Appreciate your advise.

thanks

asad.ali · December 21, 2020, 9:00pm

@phadkemilind

Aspose.PDF does not offer functionality to extract text from images. Instead, it allows you to extract search from PDF documents. Would you please confirm which API you are using along with sharing the sample code snippet so that we can share our feedback with you accordingly.
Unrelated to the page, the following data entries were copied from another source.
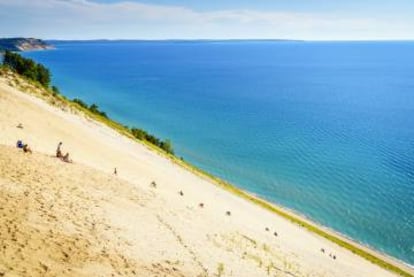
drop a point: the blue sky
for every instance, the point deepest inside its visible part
(208, 19)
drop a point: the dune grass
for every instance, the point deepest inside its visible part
(60, 100)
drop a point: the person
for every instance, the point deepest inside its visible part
(26, 149)
(66, 158)
(58, 151)
(19, 144)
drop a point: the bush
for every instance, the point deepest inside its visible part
(27, 68)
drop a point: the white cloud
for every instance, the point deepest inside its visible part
(82, 19)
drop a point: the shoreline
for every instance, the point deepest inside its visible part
(382, 259)
(298, 219)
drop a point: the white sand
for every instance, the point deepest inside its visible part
(101, 224)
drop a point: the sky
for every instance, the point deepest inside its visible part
(208, 19)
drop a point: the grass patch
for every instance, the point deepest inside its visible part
(124, 130)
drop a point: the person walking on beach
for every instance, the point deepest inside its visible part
(59, 151)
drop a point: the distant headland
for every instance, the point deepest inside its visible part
(23, 44)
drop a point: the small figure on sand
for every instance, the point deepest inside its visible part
(19, 144)
(66, 158)
(26, 149)
(59, 151)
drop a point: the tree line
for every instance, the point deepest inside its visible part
(27, 68)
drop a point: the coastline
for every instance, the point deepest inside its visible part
(286, 214)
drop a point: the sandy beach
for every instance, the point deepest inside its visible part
(154, 218)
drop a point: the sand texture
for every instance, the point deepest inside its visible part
(79, 219)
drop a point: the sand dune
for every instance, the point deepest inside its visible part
(79, 219)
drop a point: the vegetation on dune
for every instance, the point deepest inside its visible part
(164, 147)
(39, 74)
(27, 68)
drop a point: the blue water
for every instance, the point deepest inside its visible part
(323, 128)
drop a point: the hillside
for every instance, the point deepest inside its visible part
(23, 44)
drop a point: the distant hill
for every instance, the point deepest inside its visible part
(23, 44)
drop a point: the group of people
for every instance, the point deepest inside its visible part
(26, 149)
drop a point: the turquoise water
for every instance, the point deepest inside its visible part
(326, 129)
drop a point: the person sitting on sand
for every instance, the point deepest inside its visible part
(19, 144)
(66, 158)
(26, 149)
(58, 151)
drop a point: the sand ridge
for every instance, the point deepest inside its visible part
(80, 220)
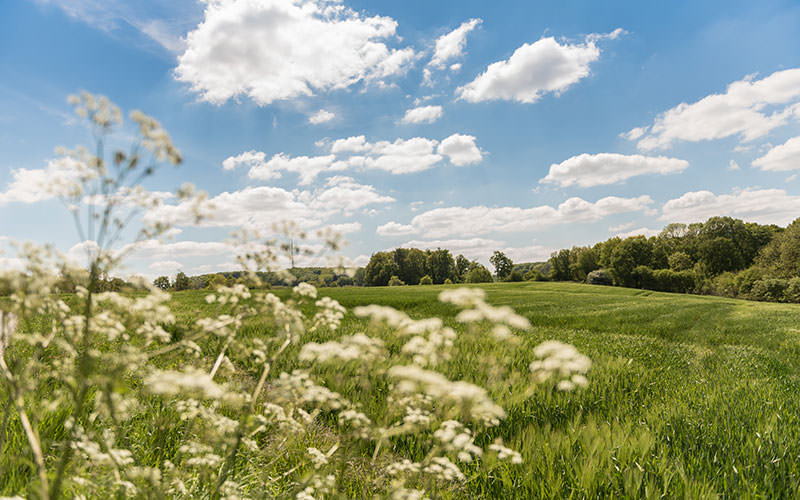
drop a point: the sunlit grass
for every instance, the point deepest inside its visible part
(689, 396)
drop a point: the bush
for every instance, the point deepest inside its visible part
(667, 280)
(770, 290)
(515, 276)
(599, 277)
(792, 293)
(479, 274)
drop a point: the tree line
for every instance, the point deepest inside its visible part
(721, 256)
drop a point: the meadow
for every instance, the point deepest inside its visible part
(688, 396)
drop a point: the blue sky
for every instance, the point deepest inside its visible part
(522, 126)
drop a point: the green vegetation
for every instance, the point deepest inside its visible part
(722, 256)
(688, 397)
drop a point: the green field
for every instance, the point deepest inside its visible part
(689, 396)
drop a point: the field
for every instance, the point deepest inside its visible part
(689, 396)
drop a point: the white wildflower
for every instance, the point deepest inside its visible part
(443, 469)
(562, 361)
(349, 348)
(505, 454)
(456, 438)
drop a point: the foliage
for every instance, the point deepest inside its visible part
(395, 281)
(479, 274)
(250, 394)
(599, 277)
(502, 264)
(162, 283)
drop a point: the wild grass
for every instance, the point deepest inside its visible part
(689, 396)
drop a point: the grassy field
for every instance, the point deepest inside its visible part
(689, 396)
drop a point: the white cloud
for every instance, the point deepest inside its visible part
(587, 170)
(642, 231)
(355, 144)
(534, 70)
(748, 109)
(272, 50)
(634, 133)
(621, 227)
(781, 158)
(479, 220)
(395, 229)
(481, 249)
(307, 168)
(321, 116)
(165, 266)
(451, 45)
(422, 114)
(765, 206)
(260, 207)
(460, 150)
(405, 156)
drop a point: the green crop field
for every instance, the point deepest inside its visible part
(689, 396)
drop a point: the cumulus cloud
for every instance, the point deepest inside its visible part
(404, 156)
(271, 50)
(460, 150)
(781, 158)
(321, 116)
(588, 170)
(307, 168)
(765, 206)
(395, 229)
(481, 249)
(34, 185)
(480, 220)
(259, 207)
(535, 69)
(451, 45)
(748, 109)
(422, 114)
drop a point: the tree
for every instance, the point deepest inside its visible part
(680, 261)
(462, 266)
(161, 282)
(559, 265)
(629, 254)
(441, 266)
(181, 281)
(502, 264)
(411, 266)
(478, 274)
(380, 269)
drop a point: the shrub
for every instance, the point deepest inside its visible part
(792, 292)
(770, 290)
(479, 274)
(667, 280)
(217, 424)
(515, 276)
(599, 277)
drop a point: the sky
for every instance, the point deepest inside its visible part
(475, 126)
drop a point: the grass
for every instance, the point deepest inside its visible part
(689, 396)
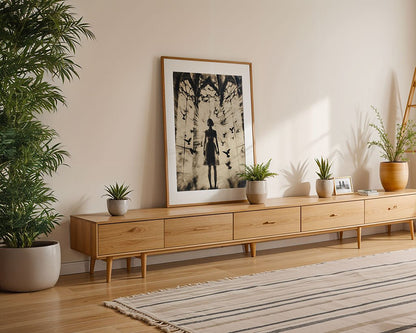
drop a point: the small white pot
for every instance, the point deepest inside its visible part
(117, 207)
(324, 188)
(256, 191)
(31, 268)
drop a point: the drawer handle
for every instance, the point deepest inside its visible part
(201, 228)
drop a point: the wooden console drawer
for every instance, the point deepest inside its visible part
(393, 208)
(198, 230)
(266, 222)
(334, 215)
(119, 238)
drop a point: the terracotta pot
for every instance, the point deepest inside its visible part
(324, 188)
(30, 269)
(394, 175)
(256, 191)
(117, 207)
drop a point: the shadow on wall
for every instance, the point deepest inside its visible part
(295, 178)
(359, 153)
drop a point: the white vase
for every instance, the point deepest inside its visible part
(117, 207)
(30, 269)
(324, 188)
(256, 191)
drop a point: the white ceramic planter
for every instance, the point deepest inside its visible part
(256, 191)
(30, 269)
(117, 207)
(324, 188)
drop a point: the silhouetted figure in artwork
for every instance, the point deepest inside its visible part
(211, 151)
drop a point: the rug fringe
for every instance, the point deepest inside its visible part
(164, 326)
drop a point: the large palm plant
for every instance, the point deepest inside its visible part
(37, 41)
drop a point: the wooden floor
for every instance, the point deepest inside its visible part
(75, 304)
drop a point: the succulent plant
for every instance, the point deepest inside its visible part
(324, 168)
(257, 172)
(117, 192)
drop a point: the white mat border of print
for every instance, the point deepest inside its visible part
(330, 267)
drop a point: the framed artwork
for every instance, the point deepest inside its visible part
(208, 118)
(343, 185)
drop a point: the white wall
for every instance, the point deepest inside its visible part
(318, 65)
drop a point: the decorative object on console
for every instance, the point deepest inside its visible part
(343, 185)
(324, 185)
(117, 201)
(255, 176)
(208, 116)
(394, 173)
(39, 39)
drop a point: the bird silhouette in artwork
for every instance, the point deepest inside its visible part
(227, 152)
(188, 141)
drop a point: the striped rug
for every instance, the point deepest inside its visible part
(365, 294)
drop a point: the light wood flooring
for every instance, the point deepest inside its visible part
(76, 303)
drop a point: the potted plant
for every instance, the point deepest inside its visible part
(324, 185)
(117, 199)
(255, 175)
(38, 39)
(394, 173)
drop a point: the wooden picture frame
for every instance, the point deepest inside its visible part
(343, 185)
(208, 121)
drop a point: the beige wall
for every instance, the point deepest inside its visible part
(318, 65)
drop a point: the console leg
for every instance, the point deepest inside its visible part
(412, 229)
(92, 265)
(253, 249)
(246, 248)
(143, 258)
(359, 238)
(128, 264)
(109, 268)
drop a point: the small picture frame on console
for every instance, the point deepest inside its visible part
(343, 185)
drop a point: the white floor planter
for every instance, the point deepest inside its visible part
(30, 269)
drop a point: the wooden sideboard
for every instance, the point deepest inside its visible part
(144, 232)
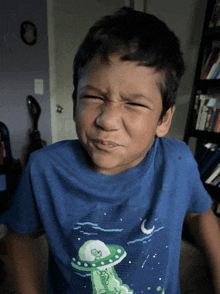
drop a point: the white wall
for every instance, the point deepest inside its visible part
(68, 22)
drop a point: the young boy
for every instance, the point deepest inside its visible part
(112, 203)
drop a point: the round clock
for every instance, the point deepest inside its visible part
(28, 32)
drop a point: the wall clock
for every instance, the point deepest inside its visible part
(28, 32)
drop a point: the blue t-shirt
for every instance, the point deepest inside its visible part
(109, 233)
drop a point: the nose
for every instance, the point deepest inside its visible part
(110, 116)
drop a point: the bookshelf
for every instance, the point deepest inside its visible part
(203, 120)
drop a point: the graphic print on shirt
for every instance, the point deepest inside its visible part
(99, 258)
(105, 264)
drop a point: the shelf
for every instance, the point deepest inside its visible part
(207, 84)
(213, 33)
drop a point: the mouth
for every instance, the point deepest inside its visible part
(105, 144)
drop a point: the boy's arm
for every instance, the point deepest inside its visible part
(23, 262)
(206, 231)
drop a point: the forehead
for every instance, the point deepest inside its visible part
(98, 71)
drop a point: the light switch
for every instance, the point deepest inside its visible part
(39, 86)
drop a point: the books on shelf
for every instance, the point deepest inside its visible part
(211, 68)
(215, 18)
(207, 113)
(208, 159)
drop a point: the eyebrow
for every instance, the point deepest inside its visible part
(128, 96)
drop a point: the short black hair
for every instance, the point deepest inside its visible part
(142, 38)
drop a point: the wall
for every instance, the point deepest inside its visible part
(20, 64)
(186, 19)
(68, 23)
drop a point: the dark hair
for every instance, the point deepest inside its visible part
(140, 37)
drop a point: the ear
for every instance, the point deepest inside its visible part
(74, 105)
(163, 127)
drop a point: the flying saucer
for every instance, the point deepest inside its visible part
(95, 254)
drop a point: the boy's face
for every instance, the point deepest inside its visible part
(117, 113)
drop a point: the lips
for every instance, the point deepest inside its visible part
(106, 143)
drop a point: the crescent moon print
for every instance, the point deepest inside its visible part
(145, 231)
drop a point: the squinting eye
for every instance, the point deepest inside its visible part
(91, 97)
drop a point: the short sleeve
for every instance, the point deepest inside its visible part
(22, 215)
(200, 201)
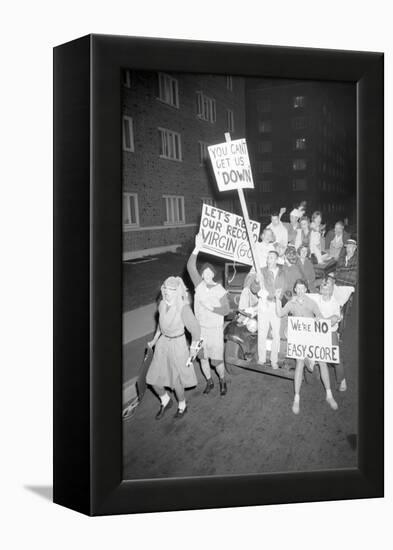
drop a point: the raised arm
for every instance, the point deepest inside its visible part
(191, 264)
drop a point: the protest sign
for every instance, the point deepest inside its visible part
(224, 234)
(231, 165)
(311, 339)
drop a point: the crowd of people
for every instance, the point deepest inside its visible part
(304, 271)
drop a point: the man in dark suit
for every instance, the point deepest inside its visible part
(347, 265)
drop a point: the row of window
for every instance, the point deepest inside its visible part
(175, 211)
(266, 166)
(169, 141)
(173, 208)
(265, 105)
(298, 123)
(298, 184)
(266, 146)
(168, 92)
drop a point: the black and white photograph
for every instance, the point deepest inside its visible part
(240, 298)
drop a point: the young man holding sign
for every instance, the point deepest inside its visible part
(303, 306)
(273, 278)
(210, 306)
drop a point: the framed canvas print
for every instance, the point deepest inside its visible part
(218, 275)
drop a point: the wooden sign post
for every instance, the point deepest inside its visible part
(232, 170)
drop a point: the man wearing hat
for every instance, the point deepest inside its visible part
(293, 225)
(210, 305)
(347, 265)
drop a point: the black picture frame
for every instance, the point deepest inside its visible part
(88, 274)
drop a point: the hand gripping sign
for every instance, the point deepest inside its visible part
(224, 234)
(232, 170)
(311, 339)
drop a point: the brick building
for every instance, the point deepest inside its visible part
(302, 143)
(168, 122)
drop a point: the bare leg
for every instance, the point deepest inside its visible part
(205, 366)
(179, 390)
(298, 383)
(326, 382)
(220, 368)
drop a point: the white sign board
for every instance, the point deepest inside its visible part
(311, 339)
(231, 165)
(224, 234)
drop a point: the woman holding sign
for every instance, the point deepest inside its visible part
(302, 305)
(210, 306)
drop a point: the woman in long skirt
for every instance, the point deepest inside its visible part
(169, 368)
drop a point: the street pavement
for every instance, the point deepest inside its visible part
(250, 430)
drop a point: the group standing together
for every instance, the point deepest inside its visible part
(286, 285)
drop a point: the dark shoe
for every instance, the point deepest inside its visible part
(180, 414)
(223, 387)
(163, 409)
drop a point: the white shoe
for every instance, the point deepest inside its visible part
(343, 385)
(296, 407)
(332, 403)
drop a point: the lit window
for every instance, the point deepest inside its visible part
(266, 209)
(168, 89)
(299, 185)
(265, 147)
(127, 78)
(300, 144)
(128, 134)
(266, 166)
(174, 210)
(299, 164)
(299, 122)
(206, 107)
(170, 144)
(266, 186)
(264, 105)
(265, 126)
(230, 121)
(203, 152)
(130, 210)
(298, 101)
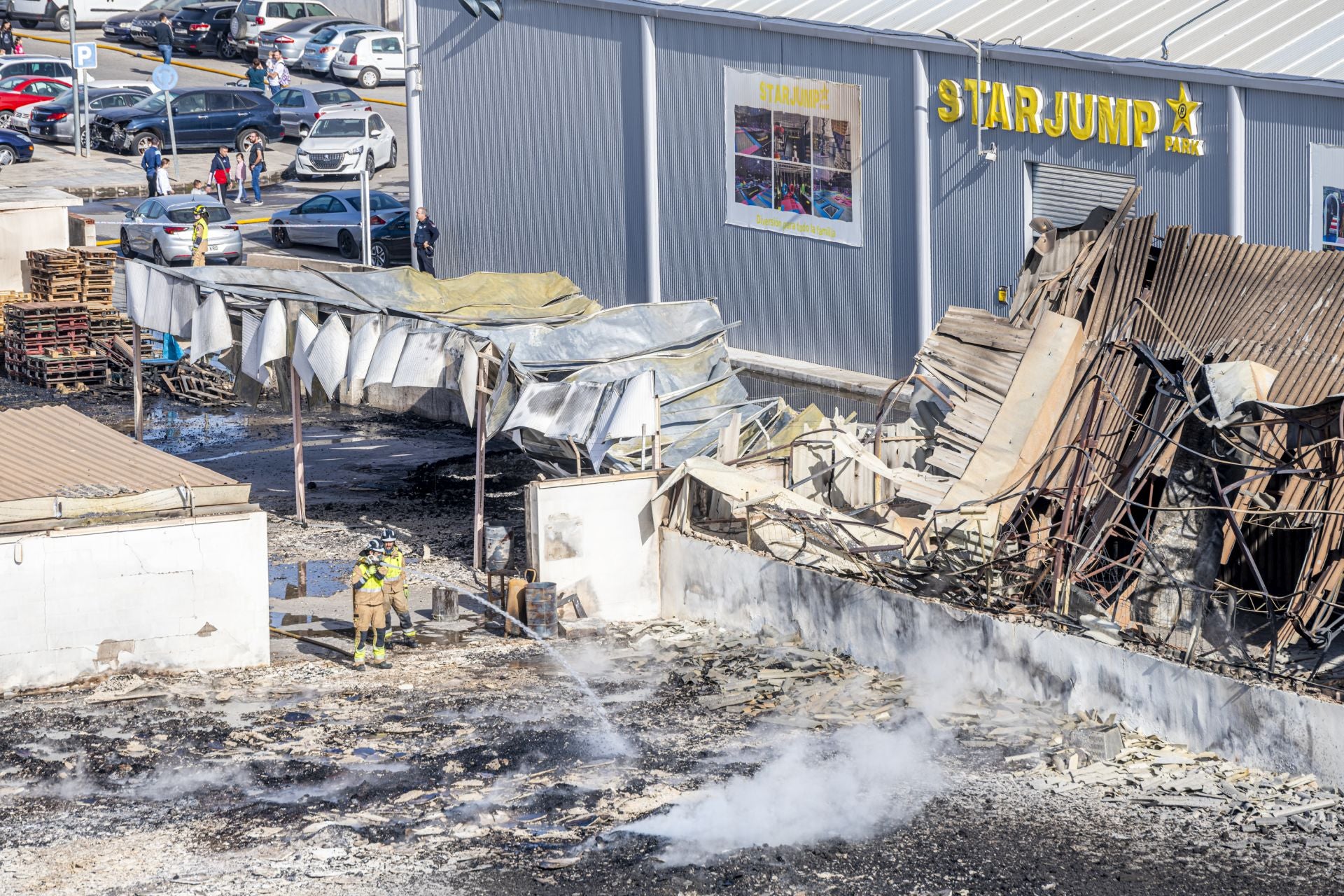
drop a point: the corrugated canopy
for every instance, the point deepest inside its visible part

phadkemilind · December 21, 2020, 10:09pm

Document pdfDocument = new Document(“TestDoc3.pdf”);

        // Create TextAbsorber object to extract text
        TextAbsorber textAbsorber = new TextAbsorber();

        // Accept the absorber for all the pages
        pdfDocument.Pages.Accept(textAbsorber);

        // Get the extracted text
        String extractedText = textAbsorber.Text;

        // Create a writer and open the file
        TextWriter tw = new StreamWriter("TestDoc3_out.txt");
        // Write a line of text to the file
        tw.WriteLine(extractedText);
        // Close the stream
        tw.Close();

phadkemilind · December 21, 2020, 10:12pm

TestDoc3.pdf (1.3 MB)

asad.ali · December 22, 2020, 7:03pm

@phadkemilind

The document that you have shared, does not have any text inside it. It consists of different images and Aspose.PDF is not capable of extracting text from images. Furthermore, you can extract images from the PDF and use Aspose.OCR in order to extract text from the images.